Потом взглянул на дочь. На лице ее все еще как бы лежала тень пережитого, мягким движением он привлек Ксению и тихо, виновато добавил:
— Ну что ты, право, все будет хорошо, уверяю тебя.
— А твоя нога? — сказал она.
— И нога, разумеется, — ответил Иван Иванович. — Я ведь осторожно, ползком добирался. Все будет хорошо. Поверь.
И сам хотел, очень хотел этому верить.
…Шишкин думал, что в Академии давно забыли о нем, — он уж и не помнит, когда там был. И немало удивился, когда в один из вечеров зашедшие к нему «на огонек» Маковский и Киселев торжественно положили на стол две папки, схваченные по краям белыми тесемками, и, загадочно, весело поглядывая на Ивана Ивановича, сообщили, что, кроме всего прочего, они еще и по поручению вице-президента графа Толстого…

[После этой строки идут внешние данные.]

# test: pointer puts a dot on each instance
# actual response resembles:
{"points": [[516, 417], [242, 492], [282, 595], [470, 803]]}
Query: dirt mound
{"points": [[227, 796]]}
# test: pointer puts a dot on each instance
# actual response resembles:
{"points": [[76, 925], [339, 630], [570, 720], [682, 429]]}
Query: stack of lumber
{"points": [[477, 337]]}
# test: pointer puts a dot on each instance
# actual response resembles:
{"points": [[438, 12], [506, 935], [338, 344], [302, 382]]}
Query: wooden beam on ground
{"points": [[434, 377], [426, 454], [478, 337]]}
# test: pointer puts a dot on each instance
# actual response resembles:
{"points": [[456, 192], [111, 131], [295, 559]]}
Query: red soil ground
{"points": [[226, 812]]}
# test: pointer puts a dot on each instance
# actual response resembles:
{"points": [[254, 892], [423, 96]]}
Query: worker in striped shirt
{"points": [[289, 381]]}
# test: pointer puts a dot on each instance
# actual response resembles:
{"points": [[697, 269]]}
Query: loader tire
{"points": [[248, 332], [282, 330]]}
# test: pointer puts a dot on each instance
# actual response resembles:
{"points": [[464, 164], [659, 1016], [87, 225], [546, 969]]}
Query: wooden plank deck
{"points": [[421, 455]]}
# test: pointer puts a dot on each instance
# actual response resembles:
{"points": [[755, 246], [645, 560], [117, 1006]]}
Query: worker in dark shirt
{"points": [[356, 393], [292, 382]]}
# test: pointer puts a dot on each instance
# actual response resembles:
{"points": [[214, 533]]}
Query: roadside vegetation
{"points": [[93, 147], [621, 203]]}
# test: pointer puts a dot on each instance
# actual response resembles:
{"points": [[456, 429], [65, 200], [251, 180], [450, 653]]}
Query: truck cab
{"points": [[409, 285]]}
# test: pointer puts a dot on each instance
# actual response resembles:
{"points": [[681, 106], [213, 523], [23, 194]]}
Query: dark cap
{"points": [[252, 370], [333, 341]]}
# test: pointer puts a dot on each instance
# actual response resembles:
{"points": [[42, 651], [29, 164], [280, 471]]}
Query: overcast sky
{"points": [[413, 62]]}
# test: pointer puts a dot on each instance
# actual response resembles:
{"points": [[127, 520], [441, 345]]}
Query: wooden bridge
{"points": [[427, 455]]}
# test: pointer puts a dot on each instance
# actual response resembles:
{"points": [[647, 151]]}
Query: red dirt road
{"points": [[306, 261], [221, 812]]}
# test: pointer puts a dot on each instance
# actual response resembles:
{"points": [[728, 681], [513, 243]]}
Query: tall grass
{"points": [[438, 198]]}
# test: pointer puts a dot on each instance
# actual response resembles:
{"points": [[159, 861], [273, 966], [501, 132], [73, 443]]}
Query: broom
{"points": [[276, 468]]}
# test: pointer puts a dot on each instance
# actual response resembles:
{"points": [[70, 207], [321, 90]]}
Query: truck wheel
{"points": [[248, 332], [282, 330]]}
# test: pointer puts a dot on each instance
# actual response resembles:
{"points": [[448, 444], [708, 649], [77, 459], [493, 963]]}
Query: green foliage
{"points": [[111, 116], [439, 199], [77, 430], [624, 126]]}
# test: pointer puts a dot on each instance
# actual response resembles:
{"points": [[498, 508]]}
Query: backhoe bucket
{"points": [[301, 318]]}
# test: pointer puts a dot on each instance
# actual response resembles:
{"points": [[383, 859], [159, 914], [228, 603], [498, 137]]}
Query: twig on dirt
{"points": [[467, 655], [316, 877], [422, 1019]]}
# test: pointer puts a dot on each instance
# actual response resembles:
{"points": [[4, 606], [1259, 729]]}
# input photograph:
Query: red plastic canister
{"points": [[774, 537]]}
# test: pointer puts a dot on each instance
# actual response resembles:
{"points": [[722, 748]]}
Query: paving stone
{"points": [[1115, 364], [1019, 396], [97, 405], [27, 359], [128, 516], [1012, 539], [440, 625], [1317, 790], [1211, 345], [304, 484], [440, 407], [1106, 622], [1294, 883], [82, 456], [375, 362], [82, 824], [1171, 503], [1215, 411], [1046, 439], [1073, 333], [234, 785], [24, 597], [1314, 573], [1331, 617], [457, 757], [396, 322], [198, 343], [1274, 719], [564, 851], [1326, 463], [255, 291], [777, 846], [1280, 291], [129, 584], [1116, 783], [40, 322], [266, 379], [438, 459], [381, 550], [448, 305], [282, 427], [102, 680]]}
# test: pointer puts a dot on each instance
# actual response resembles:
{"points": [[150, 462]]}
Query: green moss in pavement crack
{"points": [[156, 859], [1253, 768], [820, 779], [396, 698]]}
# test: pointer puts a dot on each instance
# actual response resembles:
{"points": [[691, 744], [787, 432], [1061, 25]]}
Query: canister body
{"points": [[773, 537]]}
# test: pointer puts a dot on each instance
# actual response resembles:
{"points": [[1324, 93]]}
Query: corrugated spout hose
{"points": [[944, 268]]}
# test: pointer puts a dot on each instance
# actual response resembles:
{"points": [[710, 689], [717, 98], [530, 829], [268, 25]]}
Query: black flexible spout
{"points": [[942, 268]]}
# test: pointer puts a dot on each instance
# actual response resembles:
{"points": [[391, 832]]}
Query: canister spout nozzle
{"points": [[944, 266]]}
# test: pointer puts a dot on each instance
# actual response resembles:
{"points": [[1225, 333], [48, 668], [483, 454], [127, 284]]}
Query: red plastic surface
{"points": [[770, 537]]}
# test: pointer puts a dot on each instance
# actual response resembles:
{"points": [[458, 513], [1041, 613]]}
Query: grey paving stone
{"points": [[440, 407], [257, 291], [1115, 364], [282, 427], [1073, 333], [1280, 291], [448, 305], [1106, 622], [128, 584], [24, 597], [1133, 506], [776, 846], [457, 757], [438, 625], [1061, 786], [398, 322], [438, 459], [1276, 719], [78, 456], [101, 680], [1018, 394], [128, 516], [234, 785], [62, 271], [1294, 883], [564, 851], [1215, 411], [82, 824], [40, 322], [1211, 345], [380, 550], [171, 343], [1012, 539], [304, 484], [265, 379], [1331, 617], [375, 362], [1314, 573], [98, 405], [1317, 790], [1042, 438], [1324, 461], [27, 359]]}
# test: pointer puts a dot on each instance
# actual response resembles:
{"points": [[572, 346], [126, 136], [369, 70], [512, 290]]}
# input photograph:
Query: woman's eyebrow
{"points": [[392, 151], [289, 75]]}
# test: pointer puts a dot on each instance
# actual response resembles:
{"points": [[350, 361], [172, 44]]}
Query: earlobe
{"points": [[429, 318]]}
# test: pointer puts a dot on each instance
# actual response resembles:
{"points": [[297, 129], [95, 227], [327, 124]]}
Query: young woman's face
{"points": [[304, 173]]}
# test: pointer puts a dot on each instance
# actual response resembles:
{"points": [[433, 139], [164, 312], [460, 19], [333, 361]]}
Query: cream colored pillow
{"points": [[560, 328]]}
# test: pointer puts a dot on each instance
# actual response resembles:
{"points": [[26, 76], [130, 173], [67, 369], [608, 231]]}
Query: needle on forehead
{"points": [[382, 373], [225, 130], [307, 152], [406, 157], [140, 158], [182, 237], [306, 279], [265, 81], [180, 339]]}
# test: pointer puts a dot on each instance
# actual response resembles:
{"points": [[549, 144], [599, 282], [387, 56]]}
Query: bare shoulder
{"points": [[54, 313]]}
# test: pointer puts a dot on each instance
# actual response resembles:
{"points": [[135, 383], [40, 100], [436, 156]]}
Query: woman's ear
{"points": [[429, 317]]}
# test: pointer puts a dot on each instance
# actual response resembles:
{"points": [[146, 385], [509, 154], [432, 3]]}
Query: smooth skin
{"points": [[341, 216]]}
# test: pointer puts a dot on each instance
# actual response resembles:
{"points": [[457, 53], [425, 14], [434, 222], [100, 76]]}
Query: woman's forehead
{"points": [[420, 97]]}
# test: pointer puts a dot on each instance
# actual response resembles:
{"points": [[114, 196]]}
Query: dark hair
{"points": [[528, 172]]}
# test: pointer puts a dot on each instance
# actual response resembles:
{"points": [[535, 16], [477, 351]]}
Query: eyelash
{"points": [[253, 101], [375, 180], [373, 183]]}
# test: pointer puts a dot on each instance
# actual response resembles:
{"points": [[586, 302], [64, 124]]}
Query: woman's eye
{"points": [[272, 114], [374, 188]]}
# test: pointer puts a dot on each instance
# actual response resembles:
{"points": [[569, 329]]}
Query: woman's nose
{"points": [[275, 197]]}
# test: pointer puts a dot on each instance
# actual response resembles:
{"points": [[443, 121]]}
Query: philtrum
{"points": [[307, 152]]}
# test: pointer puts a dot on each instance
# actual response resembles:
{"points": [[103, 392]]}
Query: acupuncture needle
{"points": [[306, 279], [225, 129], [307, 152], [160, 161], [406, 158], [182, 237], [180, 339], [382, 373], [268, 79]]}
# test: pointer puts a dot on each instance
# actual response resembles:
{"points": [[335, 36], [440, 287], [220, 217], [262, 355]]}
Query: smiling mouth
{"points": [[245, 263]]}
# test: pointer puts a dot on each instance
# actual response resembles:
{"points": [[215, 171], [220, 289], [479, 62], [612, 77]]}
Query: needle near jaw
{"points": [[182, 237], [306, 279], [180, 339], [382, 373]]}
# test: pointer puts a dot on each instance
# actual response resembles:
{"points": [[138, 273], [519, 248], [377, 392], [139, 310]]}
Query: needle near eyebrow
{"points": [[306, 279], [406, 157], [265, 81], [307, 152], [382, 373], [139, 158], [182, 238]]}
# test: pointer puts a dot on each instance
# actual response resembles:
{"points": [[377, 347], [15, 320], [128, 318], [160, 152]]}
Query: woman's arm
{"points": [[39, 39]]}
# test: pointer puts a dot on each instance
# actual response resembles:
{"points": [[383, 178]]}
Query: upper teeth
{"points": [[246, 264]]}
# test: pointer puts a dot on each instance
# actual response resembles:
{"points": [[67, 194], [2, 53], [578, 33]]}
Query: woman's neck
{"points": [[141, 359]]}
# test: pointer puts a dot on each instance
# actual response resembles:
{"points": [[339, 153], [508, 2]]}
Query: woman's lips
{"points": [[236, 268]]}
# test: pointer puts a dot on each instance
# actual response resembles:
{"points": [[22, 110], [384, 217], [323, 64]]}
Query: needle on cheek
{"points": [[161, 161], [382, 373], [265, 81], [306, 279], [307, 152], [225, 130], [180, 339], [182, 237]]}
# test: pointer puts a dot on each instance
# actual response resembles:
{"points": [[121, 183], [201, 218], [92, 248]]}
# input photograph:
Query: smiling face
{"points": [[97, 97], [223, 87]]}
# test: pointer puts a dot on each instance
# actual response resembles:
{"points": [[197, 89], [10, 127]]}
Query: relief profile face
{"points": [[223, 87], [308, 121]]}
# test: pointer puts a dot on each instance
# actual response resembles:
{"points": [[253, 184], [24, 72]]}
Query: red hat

— Что это? — спросил Иван Иванович. Киселев молча развязал одну из папок — в ней были рисунки. На плотных грубоватых листах то возвышались горы, почти неприступные, холодно-угрюмые, с серыми наплывами тяжелых облаков, то стремительные и гривастые, как кони, неслись горные реки, пробиваясь сквозь острые нагромождения камней, то вдруг над этими камнями гордо вставали могучие деревья… Шишкин внимательно рассматривал каждый рисунок, иные по нескольку раз, Маковский и Киселев стояли рядом. Он будто забыл о них, уже сам развязал вторую папку.